Until the rise of Mussolini in 1922, the Italians governed with a light hand (despite several failed attempts to occupy Abyssinia by force, a plan which finally came to fruition in 1936, just a year before Earhart and Noonan arrived in Assab).  Beginning in 1936, the Fascist government cracked down on dissidents, particularly native dissidents, and began industrializing what they now called “Italian East Africa.” 


Refueling in Assab


Still, the Italian officials in Assab were studiously polite to Earhart the famous American aviatrix, and gave her every assistance. The fully-outfitted airport near Assab had a surfeit of high octane fuel and aviation oil, and the engines were carefully disassembled, checked, and reassembled without problems.
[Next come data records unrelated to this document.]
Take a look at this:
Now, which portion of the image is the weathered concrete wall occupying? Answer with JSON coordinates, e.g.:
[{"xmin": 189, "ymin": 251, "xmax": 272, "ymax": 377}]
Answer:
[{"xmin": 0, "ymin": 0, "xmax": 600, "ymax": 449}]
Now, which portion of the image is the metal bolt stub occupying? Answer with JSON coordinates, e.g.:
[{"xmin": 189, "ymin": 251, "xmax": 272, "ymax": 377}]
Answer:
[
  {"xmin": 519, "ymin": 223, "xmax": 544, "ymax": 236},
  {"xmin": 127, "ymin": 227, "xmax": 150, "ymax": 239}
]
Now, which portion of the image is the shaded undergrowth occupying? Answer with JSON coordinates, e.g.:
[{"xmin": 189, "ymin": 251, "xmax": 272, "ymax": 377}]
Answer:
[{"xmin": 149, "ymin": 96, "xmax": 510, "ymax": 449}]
Engine maintenance at Assab. Note the absence of the cowling


Earhart’s insistence on a “40-hour maintenance schedule” every twenty hours or so might have seemed compulsive. Perhaps it was, but it is also fair to remember that the unpressurized Electra flew at fairly low altitudes over realms’ worth of sand, much of which was constantly in the atmosphere. The grit in the sky could not help but foul the plane’s fuel lines, and especially the oil reservoirs which would have attracted free-floating particles like magnets. If she was going to push on across Arabia, a full maintenancing of the plane beforehand wasn’t just wise, it was mandatory.


 
Assab in the early 1950s

Amelia and Fred also decided to lay over at pretty Assab. Just in the last week they had traversed the entire continent of Africa at nearly its widest point, a distance of well over 4,000 miles without more than a few hours rest. The next leg of their journey would carry them over 1,900 miles without an intermediate stop. Both were badly fatigued, and this may have contributed to complexifying an error. When she had left Massawa, her flight plan had read “Karachi” but she had neither bothered to inform the Massawa authorities nor contact George about the detour to Assab. She did not try to (or perhaps was unable to) contact George while she was in Assab, either, and so the plane was marked “Overdue” at Karachi. British authorities sprang into action trying to find the supposedly-downed Electra in the worst place imaginable, The Empty Quarter. It was considered a hopeless task.  Intense anxiety gripped the interested world. George had many sleepless hours. All the while, an oblivious Amelia and Fred were enjoying the famed hospitality of the Italians of Eritrea.

 
In a very posed shot, but with authentic smiles, Amelia Earhart and Fred Noonan study a chart together. Note that it covers the Pacific leg of their flight from Howland Island to Oakland, California




*Germany too, became one nation only in 1871, when the German Empire was declared at Versailles (by way of humiliating the French) in the aftermath of their victory in the Franco-Prussian War. Germany too, got only colonial leftovers in Africa and Asia. It is perhaps unsurprising that both nations relatively soon thereafter adopted a virulent form of racial nationalism in Fascism.
**The Italians eventually discovered vast oil reserves in Libya, but the destruction of the Fascist State in World War II and the subsequent stripping of its colonies by the Allies precluded Italy from ever benefiting directly from the discovered petroleum.